And at the risk of alienating some, perhaps many, badge-conscious SME and other business users, ”fine”, in Tozer’s view, does not mean getting into a sweat over the seemingly relentless expansion of premium brands such as BMW.

“Look, we are a generalist car brand, not premium. We’re not cheap but we’re not premium. You hear the word ‘premium’ quite a lot (from rival mainstream) car makers. But what that generally means is that there’s a problem with pricing and cost structures.

“Clearly, we’re not a brand for ABs; we’re a brand for CDs. Is that a problem or an opportunity? I don’t know. The market is so multi-dimensional. In many respects it is a highly consumerist, quite pretentious, market where the show-off factor is a driver,” says Tozer – a view borne out by the current structure of Vauxhall’s fleet sales: Whereas 35 per cent of its business user sales go to companies offering no brand choice but Vauxhall, only 5 per cent go to user-choosers.

At one level, says Tozer, Vauxhall can present Insignia as an antidote to premium while still giving business users in particular “ a very fine car.”

But what he claims are the “core” ingredients of Vauxhall’s identity –“quality,value, British” – leave plenty of room to find buyers in the broad constituency of what he calls Middle England.

Vauxhall has spent more than a century making cars in Britain and Tozer reckons the ‘British’ tag has unexploited value. “We won’t cloak ourselves in the flag, but we will weave it into our fabric, in the same way that we are woven into the fabric of Britain. That can go alongside a design language which is very strong and will get stronger.”
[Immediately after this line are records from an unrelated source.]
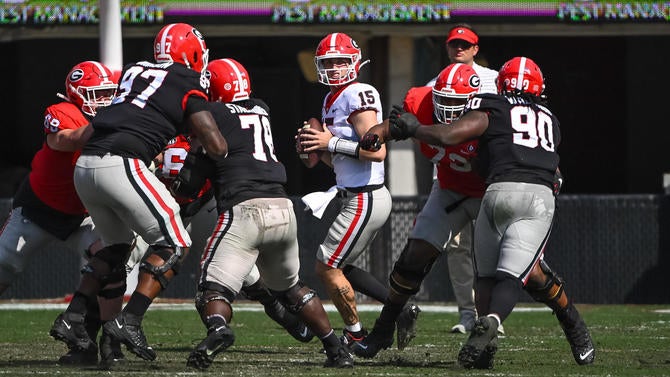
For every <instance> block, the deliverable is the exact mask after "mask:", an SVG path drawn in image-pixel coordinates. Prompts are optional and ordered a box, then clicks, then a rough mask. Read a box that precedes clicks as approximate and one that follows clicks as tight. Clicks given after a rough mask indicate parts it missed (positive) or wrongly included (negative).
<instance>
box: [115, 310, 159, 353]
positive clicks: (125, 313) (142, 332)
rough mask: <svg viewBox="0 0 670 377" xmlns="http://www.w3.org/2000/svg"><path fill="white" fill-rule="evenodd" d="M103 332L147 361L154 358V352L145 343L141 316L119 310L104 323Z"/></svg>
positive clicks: (146, 342) (129, 349)
mask: <svg viewBox="0 0 670 377" xmlns="http://www.w3.org/2000/svg"><path fill="white" fill-rule="evenodd" d="M103 332H106V333H107V334H108V335H109V336H110V337H111V338H112V340H117V341H119V342H121V343H123V344H125V345H126V347H127V348H128V351H130V352H132V353H133V354H135V355H136V356H138V357H140V358H142V359H144V360H148V361H153V360H156V352H155V351H154V350H153V349H152V348H151V347H150V346H149V344H148V343H147V338H146V336H144V331H143V330H142V317H139V316H136V315H133V314H130V313H126V312H121V314H119V315H118V316H117V317H116V318H115V319H113V320H111V321H108V322H107V323H105V324H104V326H103Z"/></svg>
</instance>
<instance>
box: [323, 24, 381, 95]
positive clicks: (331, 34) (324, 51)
mask: <svg viewBox="0 0 670 377" xmlns="http://www.w3.org/2000/svg"><path fill="white" fill-rule="evenodd" d="M329 59H334V60H336V59H346V60H348V61H349V63H348V64H347V66H346V67H343V66H342V65H340V64H337V65H335V64H327V62H328V60H329ZM367 62H368V61H365V62H361V49H360V48H359V47H358V44H357V43H356V41H355V40H353V39H352V38H351V37H350V36H348V35H347V34H344V33H332V34H328V35H327V36H326V37H325V38H323V39H322V40H321V42H319V45H318V46H317V48H316V53H315V55H314V63H315V65H316V71H317V78H318V81H319V82H320V83H322V84H324V85H329V86H341V85H344V84H348V83H350V82H352V81H354V80H356V79H357V78H358V71H359V70H360V68H361V67H362V66H363V65H365V64H366V63H367Z"/></svg>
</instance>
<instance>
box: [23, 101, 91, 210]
mask: <svg viewBox="0 0 670 377" xmlns="http://www.w3.org/2000/svg"><path fill="white" fill-rule="evenodd" d="M88 123H89V120H88V119H87V118H86V117H85V116H84V114H83V113H82V112H81V110H80V109H79V108H78V107H77V106H75V105H73V104H71V103H70V102H61V103H58V104H55V105H51V106H49V107H47V109H46V110H45V111H44V133H45V134H46V135H48V134H53V133H56V132H59V131H62V130H68V129H77V128H79V127H83V126H86V125H87V124H88ZM79 154H80V152H79V151H76V152H62V151H56V150H53V149H51V148H50V147H49V146H48V145H47V143H46V141H45V142H44V144H43V145H42V148H41V149H40V150H39V151H37V153H36V154H35V156H34V157H33V161H32V163H31V167H32V171H31V172H30V175H29V179H30V187H31V188H32V189H33V192H34V193H35V195H37V197H38V198H39V199H40V200H41V201H42V202H44V204H46V205H48V206H49V207H51V208H54V209H56V210H58V211H60V212H63V213H67V214H72V215H79V214H83V213H86V209H85V208H84V205H83V204H82V203H81V200H79V196H78V195H77V192H76V191H75V189H74V182H73V179H72V177H73V175H74V164H75V162H76V161H77V158H78V157H79Z"/></svg>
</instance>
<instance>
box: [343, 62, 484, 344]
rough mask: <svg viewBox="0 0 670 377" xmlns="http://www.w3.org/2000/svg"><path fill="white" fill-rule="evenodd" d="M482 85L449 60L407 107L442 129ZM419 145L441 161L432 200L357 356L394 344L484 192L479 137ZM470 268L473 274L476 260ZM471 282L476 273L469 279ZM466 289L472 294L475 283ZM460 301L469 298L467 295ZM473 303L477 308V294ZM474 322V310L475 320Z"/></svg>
mask: <svg viewBox="0 0 670 377" xmlns="http://www.w3.org/2000/svg"><path fill="white" fill-rule="evenodd" d="M479 88H480V83H479V76H478V75H477V73H476V72H475V71H474V69H473V68H472V67H470V66H469V65H466V64H461V63H456V64H450V65H448V66H447V67H446V68H445V69H443V70H442V72H440V74H439V75H438V76H437V80H436V82H435V84H434V86H433V87H429V86H420V87H414V88H411V89H410V90H409V91H408V92H407V94H406V95H405V100H404V110H405V111H407V112H409V113H411V114H414V115H416V117H417V119H418V120H419V122H421V124H426V125H428V124H433V123H435V122H436V121H437V123H438V124H439V125H440V126H441V127H447V126H448V125H449V124H451V123H452V122H453V121H454V120H456V119H457V118H458V117H459V116H460V115H461V113H462V112H463V109H464V108H465V103H466V102H467V101H468V100H469V99H470V98H472V96H474V95H475V94H476V93H478V91H479ZM420 147H421V152H422V153H423V154H424V155H426V157H428V158H430V160H431V161H432V162H433V163H435V164H436V167H437V181H435V182H434V183H433V188H432V190H431V193H430V195H429V196H428V201H427V202H426V204H425V205H424V207H423V209H422V210H421V212H420V213H419V214H418V215H417V217H416V219H415V223H414V228H413V229H412V231H411V233H410V235H409V239H408V241H407V244H406V245H405V248H404V250H403V251H402V253H401V254H400V256H399V257H398V260H397V261H396V263H395V265H394V267H393V271H392V272H391V276H390V279H389V285H390V290H389V295H388V299H387V300H386V302H385V304H384V308H383V309H382V312H381V314H380V316H379V318H378V319H377V321H376V322H375V326H374V328H373V330H372V331H371V333H370V335H368V336H367V337H366V338H365V339H364V340H363V341H362V342H361V344H362V345H363V346H362V347H355V348H354V352H355V353H356V355H358V356H362V357H374V356H375V355H376V354H377V353H378V352H379V351H380V350H381V349H385V348H388V347H390V346H391V344H392V343H393V332H394V331H395V324H396V320H397V318H398V316H399V314H400V313H401V311H402V308H403V307H404V305H405V304H406V303H407V301H408V300H409V298H410V297H411V296H412V295H415V294H416V293H418V292H419V290H420V288H421V283H422V282H423V279H424V278H425V276H426V275H427V274H428V272H429V271H430V269H431V267H432V266H433V263H434V262H435V260H437V257H438V256H439V255H440V253H442V252H444V251H446V248H447V244H448V243H449V241H450V239H451V237H453V236H454V235H456V234H459V233H460V232H461V230H462V229H463V227H465V226H466V225H467V224H469V223H471V222H472V221H473V220H474V219H475V218H476V217H477V212H478V211H479V206H480V204H481V197H482V196H483V195H484V180H483V179H482V178H481V177H480V176H479V174H477V172H476V171H475V169H474V167H473V160H474V159H475V157H476V155H477V140H471V141H467V142H465V143H463V144H458V145H454V146H449V147H439V146H433V145H430V144H427V143H423V142H422V143H421V145H420ZM468 259H469V258H468ZM449 262H450V263H451V260H450V261H449ZM468 266H469V269H470V275H471V276H473V275H474V269H473V267H472V264H471V263H470V264H469V265H468ZM452 268H462V266H452V265H451V264H450V265H449V270H450V271H451V269H452ZM471 281H472V277H471V278H470V279H468V282H471ZM463 291H465V292H466V293H467V294H469V295H472V286H471V283H470V286H469V287H467V286H466V289H464V290H463ZM461 301H467V297H466V298H462V299H461ZM470 301H472V305H473V306H474V298H471V299H470ZM473 309H474V307H473ZM474 320H475V318H474V310H472V322H474ZM413 336H414V334H411V335H410V336H401V334H400V329H399V333H398V342H399V344H398V346H399V347H405V346H406V345H407V344H406V343H407V342H409V340H411V339H410V338H411V337H413ZM401 341H402V342H403V344H400V342H401Z"/></svg>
Tozer is hardly complimentary about Vauxhall’s past or indeed its present at which he is working hard to change. “People don’t  understand Vauxhall and I think the reason they don’t is because we don’t.

“The brand has not been properly nurtured or invested in or developed….if you asked 10 people out on the street ‘what do you think of Vauxhall?’ you’d get myriad answers. It’s  a brand that’s been pushed into the market; there’s not much pull; It’s a bit of a promo brand and that’s sad because the cars are better than that,actually. And we’ve not really built platforms to overcome those perceptions. So it’s a potpourri of lack of strategy ,tactical push, no clear sense of how you get out of this by saying ‘ok, here we are today and we want to be over there. It’s a weakness of the organisation which in turn connects to the brand.”

“Vauxhall is not broken”, he insists, “But is it it working well in a strategic sense? The answer is no and that’s a shame.”

There are some clear targets for action: “Vauxhall’s 330 dealers are mostly strong, well resourced and on the ball; and more are queuing for the franchise”, says Tozer. “But Vauxhall badly needs to iron out wrinkles it has allowed to develop  in the geographical distribution of the network.”

Another nettle being grasped is model range complexity – “we can and need to be much simpler on derivatives, specifications, accessories, etc; all this stuff which just blows my head apart… we’re throwing all that complexity away.”